Domingo 22 de septiembre- (Marcos 9,30-37)
Según el relato de Marcos, hasta por tres veces insiste Jesús, camino de
Jerusalén, en el destino que le espera. Su
entrega al proyecto de Dios no terminará en el éxito triunfal que imaginan sus
discípulos. Al final habrá «resurrección», pero, aunque parezca increíble,
Jesús «será crucificado». Sus seguidores lo deben saber.

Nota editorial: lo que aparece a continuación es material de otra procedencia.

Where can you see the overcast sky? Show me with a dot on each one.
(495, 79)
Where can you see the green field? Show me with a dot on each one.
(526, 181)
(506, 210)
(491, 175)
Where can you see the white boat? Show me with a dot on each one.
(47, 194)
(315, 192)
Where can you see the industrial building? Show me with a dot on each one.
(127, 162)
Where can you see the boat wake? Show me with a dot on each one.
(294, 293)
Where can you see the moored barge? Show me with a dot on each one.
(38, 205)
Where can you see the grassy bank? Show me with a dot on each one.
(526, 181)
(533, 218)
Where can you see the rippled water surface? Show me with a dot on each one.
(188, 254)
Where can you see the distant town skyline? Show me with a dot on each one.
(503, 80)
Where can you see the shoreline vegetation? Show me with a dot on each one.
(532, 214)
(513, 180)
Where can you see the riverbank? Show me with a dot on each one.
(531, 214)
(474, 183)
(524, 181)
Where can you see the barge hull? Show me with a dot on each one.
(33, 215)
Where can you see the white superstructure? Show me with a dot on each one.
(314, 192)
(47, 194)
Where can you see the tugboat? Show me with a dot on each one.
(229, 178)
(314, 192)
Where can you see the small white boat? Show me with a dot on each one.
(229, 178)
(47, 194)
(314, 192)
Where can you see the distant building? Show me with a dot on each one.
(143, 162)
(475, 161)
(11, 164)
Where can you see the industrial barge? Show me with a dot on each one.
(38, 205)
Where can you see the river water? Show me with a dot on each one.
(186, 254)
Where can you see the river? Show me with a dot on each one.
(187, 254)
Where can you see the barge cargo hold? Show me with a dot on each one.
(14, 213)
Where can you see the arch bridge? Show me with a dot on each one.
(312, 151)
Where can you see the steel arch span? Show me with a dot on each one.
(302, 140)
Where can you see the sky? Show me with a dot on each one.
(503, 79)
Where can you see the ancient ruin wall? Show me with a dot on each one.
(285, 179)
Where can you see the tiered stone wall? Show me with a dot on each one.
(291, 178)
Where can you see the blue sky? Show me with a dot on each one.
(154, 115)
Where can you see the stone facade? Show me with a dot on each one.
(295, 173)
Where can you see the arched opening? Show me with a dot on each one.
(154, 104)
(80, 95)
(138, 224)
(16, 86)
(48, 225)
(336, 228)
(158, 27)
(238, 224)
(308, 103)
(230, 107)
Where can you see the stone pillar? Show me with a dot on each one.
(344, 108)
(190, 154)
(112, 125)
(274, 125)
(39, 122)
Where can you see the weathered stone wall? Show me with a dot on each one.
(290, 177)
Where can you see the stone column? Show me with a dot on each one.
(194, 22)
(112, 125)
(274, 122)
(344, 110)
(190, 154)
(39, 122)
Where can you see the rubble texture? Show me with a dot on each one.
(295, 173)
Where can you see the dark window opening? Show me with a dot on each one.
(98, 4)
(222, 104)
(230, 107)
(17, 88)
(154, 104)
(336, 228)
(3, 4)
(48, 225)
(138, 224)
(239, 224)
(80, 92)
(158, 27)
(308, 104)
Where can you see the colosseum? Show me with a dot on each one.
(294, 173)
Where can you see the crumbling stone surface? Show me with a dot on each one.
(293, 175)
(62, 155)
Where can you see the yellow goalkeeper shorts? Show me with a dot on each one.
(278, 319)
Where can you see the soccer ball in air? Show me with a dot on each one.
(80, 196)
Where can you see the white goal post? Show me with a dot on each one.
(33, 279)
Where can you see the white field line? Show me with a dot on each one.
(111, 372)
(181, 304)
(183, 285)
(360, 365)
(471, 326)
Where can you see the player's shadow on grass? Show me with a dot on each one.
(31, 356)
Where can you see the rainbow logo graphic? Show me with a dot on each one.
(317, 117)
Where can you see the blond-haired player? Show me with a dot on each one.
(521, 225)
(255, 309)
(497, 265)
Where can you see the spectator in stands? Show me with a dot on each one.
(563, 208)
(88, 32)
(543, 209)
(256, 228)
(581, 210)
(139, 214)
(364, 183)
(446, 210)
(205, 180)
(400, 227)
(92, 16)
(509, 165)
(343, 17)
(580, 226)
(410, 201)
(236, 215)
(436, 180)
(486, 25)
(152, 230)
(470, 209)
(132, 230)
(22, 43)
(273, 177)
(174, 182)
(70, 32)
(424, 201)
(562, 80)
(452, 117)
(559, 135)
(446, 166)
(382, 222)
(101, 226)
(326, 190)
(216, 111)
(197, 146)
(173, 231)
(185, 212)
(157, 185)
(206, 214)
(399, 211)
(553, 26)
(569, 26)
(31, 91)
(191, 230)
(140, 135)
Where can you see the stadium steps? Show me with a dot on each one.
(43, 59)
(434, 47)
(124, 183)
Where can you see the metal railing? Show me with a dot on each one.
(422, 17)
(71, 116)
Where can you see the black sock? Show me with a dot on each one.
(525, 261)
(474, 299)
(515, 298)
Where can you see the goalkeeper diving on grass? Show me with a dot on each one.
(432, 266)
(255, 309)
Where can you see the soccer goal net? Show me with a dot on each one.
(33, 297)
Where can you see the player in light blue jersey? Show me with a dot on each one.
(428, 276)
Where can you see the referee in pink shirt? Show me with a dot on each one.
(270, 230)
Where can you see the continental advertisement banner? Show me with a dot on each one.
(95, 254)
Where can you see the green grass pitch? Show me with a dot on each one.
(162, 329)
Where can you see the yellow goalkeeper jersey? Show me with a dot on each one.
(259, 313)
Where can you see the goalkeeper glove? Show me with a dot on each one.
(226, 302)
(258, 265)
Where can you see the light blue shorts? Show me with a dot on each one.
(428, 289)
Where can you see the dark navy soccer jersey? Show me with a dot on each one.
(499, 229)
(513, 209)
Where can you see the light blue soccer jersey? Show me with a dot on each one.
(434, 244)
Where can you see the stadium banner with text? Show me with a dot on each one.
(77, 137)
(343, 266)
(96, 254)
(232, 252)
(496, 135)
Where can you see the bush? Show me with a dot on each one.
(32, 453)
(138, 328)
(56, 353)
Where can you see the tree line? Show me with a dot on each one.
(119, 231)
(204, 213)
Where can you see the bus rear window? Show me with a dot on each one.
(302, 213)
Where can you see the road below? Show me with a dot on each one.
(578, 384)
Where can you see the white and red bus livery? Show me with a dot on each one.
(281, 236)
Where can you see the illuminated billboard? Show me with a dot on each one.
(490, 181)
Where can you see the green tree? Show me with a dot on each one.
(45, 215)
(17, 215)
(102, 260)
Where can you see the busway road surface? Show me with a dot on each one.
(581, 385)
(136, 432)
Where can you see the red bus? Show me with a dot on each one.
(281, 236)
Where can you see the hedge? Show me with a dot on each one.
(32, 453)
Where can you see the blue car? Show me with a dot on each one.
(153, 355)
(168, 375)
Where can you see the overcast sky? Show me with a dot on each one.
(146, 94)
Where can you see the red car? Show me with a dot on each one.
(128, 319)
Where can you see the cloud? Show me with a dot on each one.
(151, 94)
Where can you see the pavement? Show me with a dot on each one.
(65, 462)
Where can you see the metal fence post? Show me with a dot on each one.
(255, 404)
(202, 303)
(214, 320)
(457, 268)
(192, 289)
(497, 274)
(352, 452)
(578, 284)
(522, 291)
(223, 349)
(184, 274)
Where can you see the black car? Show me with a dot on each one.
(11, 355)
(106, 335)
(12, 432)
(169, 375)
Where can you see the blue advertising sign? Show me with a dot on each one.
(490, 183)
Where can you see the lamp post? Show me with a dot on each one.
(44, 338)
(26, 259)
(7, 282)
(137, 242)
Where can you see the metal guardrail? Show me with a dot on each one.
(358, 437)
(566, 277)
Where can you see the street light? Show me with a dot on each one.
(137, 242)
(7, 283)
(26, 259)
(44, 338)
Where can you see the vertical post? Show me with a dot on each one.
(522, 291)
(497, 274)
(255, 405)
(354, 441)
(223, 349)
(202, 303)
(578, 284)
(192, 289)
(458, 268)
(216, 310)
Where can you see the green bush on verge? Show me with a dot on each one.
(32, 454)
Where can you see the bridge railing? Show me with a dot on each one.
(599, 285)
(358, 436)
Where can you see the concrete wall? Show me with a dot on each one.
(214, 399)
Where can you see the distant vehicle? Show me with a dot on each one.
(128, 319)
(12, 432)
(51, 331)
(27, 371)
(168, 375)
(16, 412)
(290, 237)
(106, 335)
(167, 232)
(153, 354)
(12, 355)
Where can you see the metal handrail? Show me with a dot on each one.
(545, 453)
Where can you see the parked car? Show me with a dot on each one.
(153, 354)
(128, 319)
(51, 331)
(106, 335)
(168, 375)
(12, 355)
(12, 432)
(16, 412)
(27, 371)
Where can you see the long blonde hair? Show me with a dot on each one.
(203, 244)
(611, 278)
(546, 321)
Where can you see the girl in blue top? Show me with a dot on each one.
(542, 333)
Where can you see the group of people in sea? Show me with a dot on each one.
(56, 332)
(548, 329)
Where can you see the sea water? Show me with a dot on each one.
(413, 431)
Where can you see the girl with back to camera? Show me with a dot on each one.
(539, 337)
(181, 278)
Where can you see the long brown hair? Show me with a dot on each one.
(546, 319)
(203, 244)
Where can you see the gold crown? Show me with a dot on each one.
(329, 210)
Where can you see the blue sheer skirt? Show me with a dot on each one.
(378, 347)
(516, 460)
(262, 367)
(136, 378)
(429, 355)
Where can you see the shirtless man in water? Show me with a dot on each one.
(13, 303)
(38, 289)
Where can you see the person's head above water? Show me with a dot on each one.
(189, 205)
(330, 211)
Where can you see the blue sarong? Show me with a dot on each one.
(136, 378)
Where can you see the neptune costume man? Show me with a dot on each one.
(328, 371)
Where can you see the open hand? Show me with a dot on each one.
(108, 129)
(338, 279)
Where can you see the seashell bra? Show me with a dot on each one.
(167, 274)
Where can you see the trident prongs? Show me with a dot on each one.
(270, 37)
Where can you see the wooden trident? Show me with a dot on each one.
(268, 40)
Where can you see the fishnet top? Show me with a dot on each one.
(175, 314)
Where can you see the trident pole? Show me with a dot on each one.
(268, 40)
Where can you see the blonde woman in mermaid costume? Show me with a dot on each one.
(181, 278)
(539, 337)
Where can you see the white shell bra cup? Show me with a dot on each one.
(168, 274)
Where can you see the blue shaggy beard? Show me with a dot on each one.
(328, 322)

Sin embargo, los discípulos no le entienden. Les da miedo hasta
preguntarle. Ellos siguen pensando que Jesús les aportará
gloria, poder y honor. No piensan en otra cosa. Al llegar a su casa de
Cafarnaún, Jesús les hace una sola pregunta: «¿De qué discutíais por el
camino?», ¿de qué han hablado a sus espaldas en esa conversación en la que
Jesús ha estado ausente?
Los discípulos guardan silencio. Les da vergüenza
decirle la verdad. Mientras Jesús les habla de entrega y fidelidad, ellos están pensando en quién será el más
importante. No creen en la igualdad fraterna que busca Jesús. En
realidad, lo que les mueve es la ambición y la vanidad: ser superiores a los
demás.
De espaldas a Jesús y sin que su Espíritu esté
presente, ¿no seguimos
discutiendo de cosas parecidas?
Ante el silencio de sus discípulos, Jesús se sienta y
los llama. Tiene gran interés en ser escuchado. Lo que va a decir no ha de ser
olvidado: «Quien quiera ser el primero, que sea el último de todos y el
servidor de todos». En su movimiento no hay que mirar tanto a los que ocupan
los primeros puestos y tienen renombre, títulos y honores. Importantes son los
que, sin pensar mucho en su prestigio o reputación personal, se dedican sin
ambiciones y con total libertad a servir, colaborar y contribuir al proyecto de
Jesús. No lo hemos de olvidar: lo
importante no es quedar bien, sino hacer el bien siguiendo a Jesús.